Manfred Stelzer was born in Bavaria in 1944 into humble circumstances. He trained as a chemical laboratory technician and decided early on to become a filmmaker. Without a high school diploma, he was accepted into the German Film and Television Academy Berlin (DFFB), where he initially made documentaries about people and groups who would otherwise never be in the spotlight. He remained true to this approach until his death, as well as to the concept of seeing film as teamwork.
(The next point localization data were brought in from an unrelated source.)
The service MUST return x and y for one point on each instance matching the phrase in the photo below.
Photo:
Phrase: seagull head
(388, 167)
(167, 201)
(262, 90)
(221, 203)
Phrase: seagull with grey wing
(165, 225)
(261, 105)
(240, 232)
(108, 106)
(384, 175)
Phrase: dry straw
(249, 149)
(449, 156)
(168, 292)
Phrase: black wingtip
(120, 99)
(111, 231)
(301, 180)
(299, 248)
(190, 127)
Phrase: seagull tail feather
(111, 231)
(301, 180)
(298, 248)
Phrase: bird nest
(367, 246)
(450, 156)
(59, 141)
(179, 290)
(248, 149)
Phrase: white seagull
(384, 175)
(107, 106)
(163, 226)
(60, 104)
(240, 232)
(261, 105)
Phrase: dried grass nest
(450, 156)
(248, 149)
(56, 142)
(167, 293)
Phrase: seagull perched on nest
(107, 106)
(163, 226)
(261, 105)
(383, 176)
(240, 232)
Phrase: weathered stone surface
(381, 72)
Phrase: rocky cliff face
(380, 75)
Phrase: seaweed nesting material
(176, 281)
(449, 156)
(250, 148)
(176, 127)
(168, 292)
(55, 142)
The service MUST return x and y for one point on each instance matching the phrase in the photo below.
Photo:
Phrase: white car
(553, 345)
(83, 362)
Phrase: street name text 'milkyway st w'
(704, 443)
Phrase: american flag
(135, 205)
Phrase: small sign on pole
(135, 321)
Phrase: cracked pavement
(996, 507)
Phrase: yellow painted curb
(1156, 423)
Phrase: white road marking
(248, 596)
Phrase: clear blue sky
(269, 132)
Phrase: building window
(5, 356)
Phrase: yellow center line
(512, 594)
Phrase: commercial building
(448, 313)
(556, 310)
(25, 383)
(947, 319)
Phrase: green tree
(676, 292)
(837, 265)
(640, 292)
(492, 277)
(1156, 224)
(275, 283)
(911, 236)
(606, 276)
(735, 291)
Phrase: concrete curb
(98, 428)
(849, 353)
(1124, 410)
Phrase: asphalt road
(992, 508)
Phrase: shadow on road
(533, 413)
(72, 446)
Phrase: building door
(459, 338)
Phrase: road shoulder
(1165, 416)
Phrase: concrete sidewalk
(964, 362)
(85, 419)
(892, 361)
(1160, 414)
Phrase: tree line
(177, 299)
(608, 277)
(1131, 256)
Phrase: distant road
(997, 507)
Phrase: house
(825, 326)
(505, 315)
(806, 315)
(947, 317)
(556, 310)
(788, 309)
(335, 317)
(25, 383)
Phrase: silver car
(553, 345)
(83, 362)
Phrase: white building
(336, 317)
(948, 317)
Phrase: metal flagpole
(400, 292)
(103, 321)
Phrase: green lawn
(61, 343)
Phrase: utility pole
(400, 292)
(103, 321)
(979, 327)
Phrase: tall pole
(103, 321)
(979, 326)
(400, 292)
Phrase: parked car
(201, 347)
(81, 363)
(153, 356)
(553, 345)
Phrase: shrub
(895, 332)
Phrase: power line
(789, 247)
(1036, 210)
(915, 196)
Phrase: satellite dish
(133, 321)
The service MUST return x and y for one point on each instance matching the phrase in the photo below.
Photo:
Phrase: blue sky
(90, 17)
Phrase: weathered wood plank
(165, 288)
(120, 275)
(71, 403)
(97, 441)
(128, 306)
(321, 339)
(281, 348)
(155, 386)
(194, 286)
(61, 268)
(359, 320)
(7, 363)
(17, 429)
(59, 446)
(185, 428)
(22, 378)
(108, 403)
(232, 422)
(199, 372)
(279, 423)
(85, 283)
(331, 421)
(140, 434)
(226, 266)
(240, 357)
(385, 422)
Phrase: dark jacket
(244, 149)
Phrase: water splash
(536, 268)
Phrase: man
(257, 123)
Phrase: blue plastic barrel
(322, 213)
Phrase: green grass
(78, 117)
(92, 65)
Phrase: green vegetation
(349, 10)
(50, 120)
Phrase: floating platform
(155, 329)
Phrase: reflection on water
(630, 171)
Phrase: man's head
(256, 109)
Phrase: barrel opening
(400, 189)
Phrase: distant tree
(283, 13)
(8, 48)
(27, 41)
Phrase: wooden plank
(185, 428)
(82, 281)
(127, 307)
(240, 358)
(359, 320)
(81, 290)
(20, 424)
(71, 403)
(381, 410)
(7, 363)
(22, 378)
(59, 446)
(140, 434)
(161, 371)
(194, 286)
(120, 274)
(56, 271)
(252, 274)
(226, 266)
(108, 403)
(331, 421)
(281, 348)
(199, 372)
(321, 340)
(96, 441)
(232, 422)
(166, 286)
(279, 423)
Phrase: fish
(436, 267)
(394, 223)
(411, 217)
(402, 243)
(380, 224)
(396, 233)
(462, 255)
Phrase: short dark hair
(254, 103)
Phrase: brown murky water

In between lies an outstanding career with almost 100 films.

The 1979 documentary “Monarch,” which Stelzer produced in close cooperation with Johannes Flütsch on direction, book/concept, camera and sound, attracted great attention. After their joint documentaries about truck drivers and fairground workers, they turned their attention to the professional slot machine player Diethard Wendtland, who drove his car across the Federal Republic and successfully took out the “Monarch” slot machines and thus made a living.

After this tragicomic documentary, which was produced by Regina Ziegler and which also enjoyed success in the cinema before it was broadcast on TV, Stelzer switched to the feature film genre. Together with the writer Ulrich Enzensberger, he wrote the script for “The Chinese are Coming” (1986), produced by Klaus Volkenborn, with the wonderful Hans Brenner in the typical role of an industrial worker. The Bavarian Zündapp factory for two-stroke mopeds, which had to file for bankruptcy in 1984 and was relocated to China completely dismantled, served as a model for the story of the dismantling of an entire industrial plant that was relocated to China.

This was followed by “Superstau” (1991) with Ottfried Fischer: a feature film that, with some very thigh-slapping humor, tells the story of how East and West meet on a Bavarian highway section on the way to vacation because there is no progress. Afterwards, Manfred Stelzer devoted himself more and more to television, using anarchic humor to tell his stories of likeable losers, rascals and rebellious people, including such successful series as “Wolff’s Revier” and “Tatort” Münster.

»Manni’s films are honest. Like the blues. Manni loves his characters, with all their small and big weaknesses. (…) They always have something to do with him. With his experiences, dreams, but sometimes with his anger” – this is how Klaus Volkenborn congratulated his friend Manfred Stelzer on his 50th birthday. There are many such contributions and memories in the book, including from Kurt Böwe, Gerd Conradt, Doris Dörrie, Harun Farocki, Axel Prahl and Elke Sommer.

The editors have provided this work biography with a very good apparatus that lists all of Stelzer’s films with a synopsis, the complete production and acting staff, as well as the dates of the cinema premiere or first broadcast.

Beatrice E. Stammer/Jan Gympel (ed.): … and always a pinch of anarchy. Manfred Stelzer and his films. Büchner-Verlag, 336 pages, br., 35 €.